La zona más oriental corresponde a la igreja de Nossa Senhora da Conceiçao,
parroquia que preside el que pasa por ser el barrio más distinguido y
residencial de Horta.
Desde este templo, él único de la isla con la fachada
de espaldas al mar, se extiende el barrio más antiguo de la isla, barrio que
ocupa el pequeño istmo que une el interior con un saliente elevado formado por los
montes da Guia y Queimado, cosidos por una delgada cinta de playa. Estos sirven
de parapeto y hacen posible el resguardo privilegiado del que gozan barrio y
puertecito. Parece mentira, que junto a lo favorable del terreno, la única
defensa del lugar la constituyera el Forte de Sao Sebastiao, un minúsculo
saliente de piedra basáltica volcánica que parece haber ido destiñéndose hasta
perder su negrura gracias al sol de poniente y al salitre.

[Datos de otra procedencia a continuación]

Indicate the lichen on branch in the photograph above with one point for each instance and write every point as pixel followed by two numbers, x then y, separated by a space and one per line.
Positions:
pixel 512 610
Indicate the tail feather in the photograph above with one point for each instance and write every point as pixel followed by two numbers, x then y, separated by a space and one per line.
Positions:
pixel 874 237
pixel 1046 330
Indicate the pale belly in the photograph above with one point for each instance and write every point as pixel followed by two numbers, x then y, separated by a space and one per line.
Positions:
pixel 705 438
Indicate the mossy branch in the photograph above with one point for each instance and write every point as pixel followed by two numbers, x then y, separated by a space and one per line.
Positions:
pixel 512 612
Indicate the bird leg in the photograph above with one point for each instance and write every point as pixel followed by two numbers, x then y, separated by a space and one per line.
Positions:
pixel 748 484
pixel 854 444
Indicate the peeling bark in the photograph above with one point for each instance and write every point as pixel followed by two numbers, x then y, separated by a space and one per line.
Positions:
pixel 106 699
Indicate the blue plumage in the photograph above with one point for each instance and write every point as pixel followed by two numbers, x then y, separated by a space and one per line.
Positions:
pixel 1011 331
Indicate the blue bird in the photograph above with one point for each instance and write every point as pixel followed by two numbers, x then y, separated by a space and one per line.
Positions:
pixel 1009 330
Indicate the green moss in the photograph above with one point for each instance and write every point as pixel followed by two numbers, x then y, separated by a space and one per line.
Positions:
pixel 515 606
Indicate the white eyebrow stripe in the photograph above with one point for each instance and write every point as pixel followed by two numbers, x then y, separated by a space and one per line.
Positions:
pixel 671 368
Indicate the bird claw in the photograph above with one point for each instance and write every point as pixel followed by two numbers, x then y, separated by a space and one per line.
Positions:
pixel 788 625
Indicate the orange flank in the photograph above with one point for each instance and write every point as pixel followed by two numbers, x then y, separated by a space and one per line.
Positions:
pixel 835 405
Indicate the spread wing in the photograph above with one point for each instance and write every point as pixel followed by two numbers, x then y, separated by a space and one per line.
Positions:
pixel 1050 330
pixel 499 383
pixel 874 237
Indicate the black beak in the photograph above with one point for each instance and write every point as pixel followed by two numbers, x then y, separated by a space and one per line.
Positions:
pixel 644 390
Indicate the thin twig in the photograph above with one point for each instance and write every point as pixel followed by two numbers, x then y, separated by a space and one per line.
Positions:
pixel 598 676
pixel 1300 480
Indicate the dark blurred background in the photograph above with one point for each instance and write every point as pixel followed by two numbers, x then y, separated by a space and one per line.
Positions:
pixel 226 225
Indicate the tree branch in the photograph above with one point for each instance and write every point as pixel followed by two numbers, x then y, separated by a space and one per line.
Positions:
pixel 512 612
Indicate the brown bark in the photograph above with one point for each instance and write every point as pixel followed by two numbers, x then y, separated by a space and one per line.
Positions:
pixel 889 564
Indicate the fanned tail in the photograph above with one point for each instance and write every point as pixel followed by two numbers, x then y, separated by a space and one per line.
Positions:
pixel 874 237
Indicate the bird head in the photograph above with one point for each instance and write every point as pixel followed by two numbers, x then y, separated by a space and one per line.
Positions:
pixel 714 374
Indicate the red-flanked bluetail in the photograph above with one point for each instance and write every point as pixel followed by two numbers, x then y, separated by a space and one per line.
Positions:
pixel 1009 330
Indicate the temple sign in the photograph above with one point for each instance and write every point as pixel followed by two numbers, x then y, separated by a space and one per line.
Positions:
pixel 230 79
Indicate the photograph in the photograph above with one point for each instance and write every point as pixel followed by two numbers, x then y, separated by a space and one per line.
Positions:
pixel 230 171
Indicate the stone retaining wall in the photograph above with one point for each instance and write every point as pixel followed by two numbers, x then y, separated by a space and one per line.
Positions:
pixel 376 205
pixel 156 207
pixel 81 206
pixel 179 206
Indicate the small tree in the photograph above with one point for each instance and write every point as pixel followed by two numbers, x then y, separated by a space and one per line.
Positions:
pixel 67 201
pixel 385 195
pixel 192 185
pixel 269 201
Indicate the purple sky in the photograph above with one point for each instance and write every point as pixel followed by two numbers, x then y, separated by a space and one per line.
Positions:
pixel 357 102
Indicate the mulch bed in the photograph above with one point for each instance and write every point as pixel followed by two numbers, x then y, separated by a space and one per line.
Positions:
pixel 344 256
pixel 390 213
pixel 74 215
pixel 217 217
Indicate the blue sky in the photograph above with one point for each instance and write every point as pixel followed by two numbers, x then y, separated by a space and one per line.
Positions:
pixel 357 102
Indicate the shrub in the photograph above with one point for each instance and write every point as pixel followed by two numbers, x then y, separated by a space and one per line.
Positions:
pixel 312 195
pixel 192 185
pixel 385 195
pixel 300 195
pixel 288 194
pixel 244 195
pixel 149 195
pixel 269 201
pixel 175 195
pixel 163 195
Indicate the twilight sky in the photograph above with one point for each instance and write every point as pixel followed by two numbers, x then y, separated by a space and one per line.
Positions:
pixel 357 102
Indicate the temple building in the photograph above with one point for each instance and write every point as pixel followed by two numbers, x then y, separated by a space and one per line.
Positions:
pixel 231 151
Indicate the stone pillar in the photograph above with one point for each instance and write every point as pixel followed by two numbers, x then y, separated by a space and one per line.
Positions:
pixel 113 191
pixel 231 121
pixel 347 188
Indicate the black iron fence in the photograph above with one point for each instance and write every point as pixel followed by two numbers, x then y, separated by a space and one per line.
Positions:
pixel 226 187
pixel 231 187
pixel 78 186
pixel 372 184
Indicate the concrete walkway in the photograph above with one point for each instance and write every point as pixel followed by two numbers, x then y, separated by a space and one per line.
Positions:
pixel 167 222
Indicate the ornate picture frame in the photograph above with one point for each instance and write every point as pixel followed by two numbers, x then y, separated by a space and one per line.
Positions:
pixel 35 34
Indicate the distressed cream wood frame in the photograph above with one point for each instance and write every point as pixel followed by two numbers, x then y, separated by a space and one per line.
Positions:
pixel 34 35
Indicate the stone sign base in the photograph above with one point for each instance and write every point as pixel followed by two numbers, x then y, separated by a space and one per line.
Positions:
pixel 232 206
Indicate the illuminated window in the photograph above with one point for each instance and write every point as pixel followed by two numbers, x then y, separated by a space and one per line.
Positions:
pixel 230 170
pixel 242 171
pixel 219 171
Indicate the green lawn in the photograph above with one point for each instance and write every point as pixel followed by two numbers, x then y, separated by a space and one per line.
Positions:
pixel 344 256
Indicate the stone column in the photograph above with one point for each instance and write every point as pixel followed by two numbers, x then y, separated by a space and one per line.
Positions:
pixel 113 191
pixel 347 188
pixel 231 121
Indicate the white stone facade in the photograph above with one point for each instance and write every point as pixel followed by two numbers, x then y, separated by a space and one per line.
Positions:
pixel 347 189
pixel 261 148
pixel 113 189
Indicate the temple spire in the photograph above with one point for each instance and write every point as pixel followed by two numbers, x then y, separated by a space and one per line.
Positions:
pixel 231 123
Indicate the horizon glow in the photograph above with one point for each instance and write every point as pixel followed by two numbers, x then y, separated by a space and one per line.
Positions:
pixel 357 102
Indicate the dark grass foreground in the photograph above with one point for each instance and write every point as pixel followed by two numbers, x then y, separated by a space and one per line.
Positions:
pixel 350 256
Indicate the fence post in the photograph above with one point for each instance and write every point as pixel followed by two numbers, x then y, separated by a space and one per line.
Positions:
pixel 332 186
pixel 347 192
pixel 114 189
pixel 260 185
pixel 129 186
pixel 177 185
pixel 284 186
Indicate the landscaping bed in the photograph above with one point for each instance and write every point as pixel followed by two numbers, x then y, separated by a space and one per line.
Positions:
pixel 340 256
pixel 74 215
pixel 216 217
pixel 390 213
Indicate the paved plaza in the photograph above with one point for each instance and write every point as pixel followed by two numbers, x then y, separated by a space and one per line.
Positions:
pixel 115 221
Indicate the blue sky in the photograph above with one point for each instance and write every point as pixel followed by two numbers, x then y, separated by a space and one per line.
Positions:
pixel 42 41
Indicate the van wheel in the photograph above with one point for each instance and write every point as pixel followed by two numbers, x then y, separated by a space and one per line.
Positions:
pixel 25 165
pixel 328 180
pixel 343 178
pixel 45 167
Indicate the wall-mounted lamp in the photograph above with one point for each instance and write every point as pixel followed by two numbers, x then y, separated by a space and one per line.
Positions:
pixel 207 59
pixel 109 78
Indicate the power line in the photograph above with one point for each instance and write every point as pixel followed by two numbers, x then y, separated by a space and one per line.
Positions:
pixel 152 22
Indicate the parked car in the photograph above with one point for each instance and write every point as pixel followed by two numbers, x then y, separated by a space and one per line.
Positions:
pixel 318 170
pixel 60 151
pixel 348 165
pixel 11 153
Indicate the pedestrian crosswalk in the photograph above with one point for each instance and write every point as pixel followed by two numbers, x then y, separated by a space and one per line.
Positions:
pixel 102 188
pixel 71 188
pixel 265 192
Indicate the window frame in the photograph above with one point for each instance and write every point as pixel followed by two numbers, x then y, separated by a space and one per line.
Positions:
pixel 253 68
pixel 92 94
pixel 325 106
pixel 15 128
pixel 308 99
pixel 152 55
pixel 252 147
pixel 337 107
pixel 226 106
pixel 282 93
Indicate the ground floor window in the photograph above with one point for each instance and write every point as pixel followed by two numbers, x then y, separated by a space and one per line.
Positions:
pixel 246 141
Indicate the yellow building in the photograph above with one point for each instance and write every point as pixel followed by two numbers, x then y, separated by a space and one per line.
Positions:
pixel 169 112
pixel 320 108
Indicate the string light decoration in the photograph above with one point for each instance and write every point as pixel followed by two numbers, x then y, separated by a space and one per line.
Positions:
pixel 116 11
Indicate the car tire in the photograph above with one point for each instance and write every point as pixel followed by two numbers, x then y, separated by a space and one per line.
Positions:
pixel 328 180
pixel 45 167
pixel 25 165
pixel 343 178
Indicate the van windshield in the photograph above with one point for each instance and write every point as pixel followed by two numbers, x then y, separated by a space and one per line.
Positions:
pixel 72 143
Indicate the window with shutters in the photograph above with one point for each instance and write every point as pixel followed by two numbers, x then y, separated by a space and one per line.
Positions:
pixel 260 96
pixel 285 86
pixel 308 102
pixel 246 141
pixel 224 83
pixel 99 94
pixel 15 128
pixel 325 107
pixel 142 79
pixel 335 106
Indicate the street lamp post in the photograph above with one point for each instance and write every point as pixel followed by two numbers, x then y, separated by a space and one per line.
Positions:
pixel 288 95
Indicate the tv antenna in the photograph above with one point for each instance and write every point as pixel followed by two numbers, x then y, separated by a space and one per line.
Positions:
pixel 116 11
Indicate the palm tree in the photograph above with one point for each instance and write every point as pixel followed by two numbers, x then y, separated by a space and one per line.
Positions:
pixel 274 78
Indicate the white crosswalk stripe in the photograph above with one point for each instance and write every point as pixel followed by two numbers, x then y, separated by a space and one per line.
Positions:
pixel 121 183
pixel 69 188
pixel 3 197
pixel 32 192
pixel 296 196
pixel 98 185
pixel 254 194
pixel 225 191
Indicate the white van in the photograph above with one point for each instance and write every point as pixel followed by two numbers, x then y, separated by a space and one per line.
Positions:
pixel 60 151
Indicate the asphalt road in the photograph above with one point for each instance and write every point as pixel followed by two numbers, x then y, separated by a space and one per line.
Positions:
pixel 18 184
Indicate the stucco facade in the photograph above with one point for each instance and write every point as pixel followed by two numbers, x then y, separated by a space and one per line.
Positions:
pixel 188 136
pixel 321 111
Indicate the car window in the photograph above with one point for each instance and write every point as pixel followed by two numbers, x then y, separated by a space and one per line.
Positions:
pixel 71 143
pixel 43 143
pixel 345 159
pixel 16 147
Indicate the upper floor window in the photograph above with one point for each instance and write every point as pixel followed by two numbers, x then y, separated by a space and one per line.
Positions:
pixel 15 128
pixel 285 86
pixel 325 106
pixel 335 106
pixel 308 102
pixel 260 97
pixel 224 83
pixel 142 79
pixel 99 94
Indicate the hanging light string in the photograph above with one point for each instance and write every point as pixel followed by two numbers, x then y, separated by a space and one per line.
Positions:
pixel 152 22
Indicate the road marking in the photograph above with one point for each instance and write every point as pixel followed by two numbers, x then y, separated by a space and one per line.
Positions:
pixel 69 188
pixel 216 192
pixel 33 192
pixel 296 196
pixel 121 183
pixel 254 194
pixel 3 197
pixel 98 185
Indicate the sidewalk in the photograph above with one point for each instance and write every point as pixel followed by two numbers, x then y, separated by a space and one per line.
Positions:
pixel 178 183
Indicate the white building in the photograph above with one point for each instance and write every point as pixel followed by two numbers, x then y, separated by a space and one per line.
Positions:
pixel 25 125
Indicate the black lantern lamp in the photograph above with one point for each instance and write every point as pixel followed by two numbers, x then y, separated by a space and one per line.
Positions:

Al otro lado de la ensenada, se extiende,
protegida del mar abierto, una recoleta playa, tal vez de las mejores de Azores, una esbelta franja de arena negra,
amparada por los casi noventa metros de pared del monte Queimado, y que va a
morir al final un pequeño istmo, al pie de las chimeneas de la antigua fábrica
ballenera y bajo la protección de la Senhora da Guia, imagen asociada al mar y
venerada en la capilla próxima.
Se accede a él por un portón fortificado como si
lo más valioso que proteger fuera el océano y no tierra firme, idea razonable,
por otra parte, en un pueblo que ha vivido de la caza de la ballena hasta hace
bien poco.
En este rincón, ahora desierto, asomado al murete
que nos separa del recogido muelle, uno se puede adentrar en el agua a través de una rampa de roca en la que no resulta difícil
evocar el ajetreo marinero de pequeños barcos de velas arriadas cuando todavía
la navegación se asociaba a la aventura. Se observa también, desde dentro, el
portón de Porto Pîm, con su arco de
sillares ajedrezados. Es un instante de calma chicha, sin ruido que distraiga,
con esa tranquilidad, de tan extraña casi irreal, en la que ni siquiera las
olas perturban una somnolienta modorra.